A 12.22 N.Y. Times story by Scott Shane calls into question a statement by Acting CIA director Michael J. Morell that Zero Dark Thirty “exaggerates” the role of coercive interrogations — torture — in obtaining information about the whereabouts of Osama bin Laden. “While Mr. Morell’s account is close to that given last year by Leon E. Panetta when he was C.I.A. director,” Shane writes, “other agency officials who served under President George W. Bush have put greater emphasis on the usefulness of the harsh interrogation methods.

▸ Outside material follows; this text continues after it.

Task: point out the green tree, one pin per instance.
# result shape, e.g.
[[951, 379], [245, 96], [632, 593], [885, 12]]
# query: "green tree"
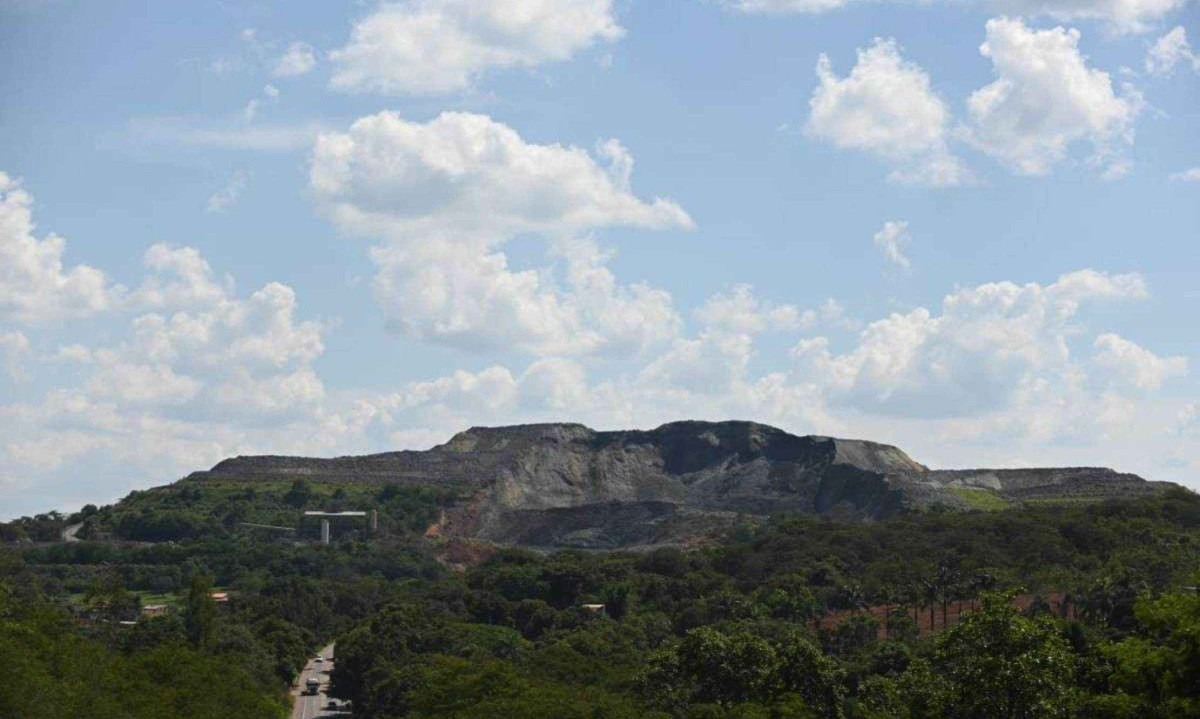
[[1002, 665], [1161, 665], [199, 611]]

“This year, Jose A. Rodriguez Jr., who oversaw the agency’s counterterrorism operations when the methods were in use, wrote in The Washington Post that the hunt for Bin Laden “stemmed from information obtained from hardened terrorists who agreed to tell us some (but not all) of what they knew after undergoing harsh but legal interrogation methods.”
“And Mr. Bush’s last C.I.A. director, Michael V. Hayden, wrote last year in The Wall Street Journal that “a crucial component” of the information that led to Bin Laden “was information provided by three C.I.A. detainees, all of whom had been subjected to some form of enhanced interrogation.”
The failure to accept ZD30‘s clearly ambiguous portrayal of torture — i.e., it was possibly effective but perhaps not — is mostly a politically correct, liberal-circle-jerk phenomenon. The film simply says that torture was in play during the Bush era and that maybe it helped in some slight or residual way. Rodriguez and Hayden were invested in the Bush-era applications of torture and so they’re looking to justify it, but how likely is it that they’re flat-out lying?
Joe and Jane Popcorn won’t give a damn about this issue, I can tell you that much.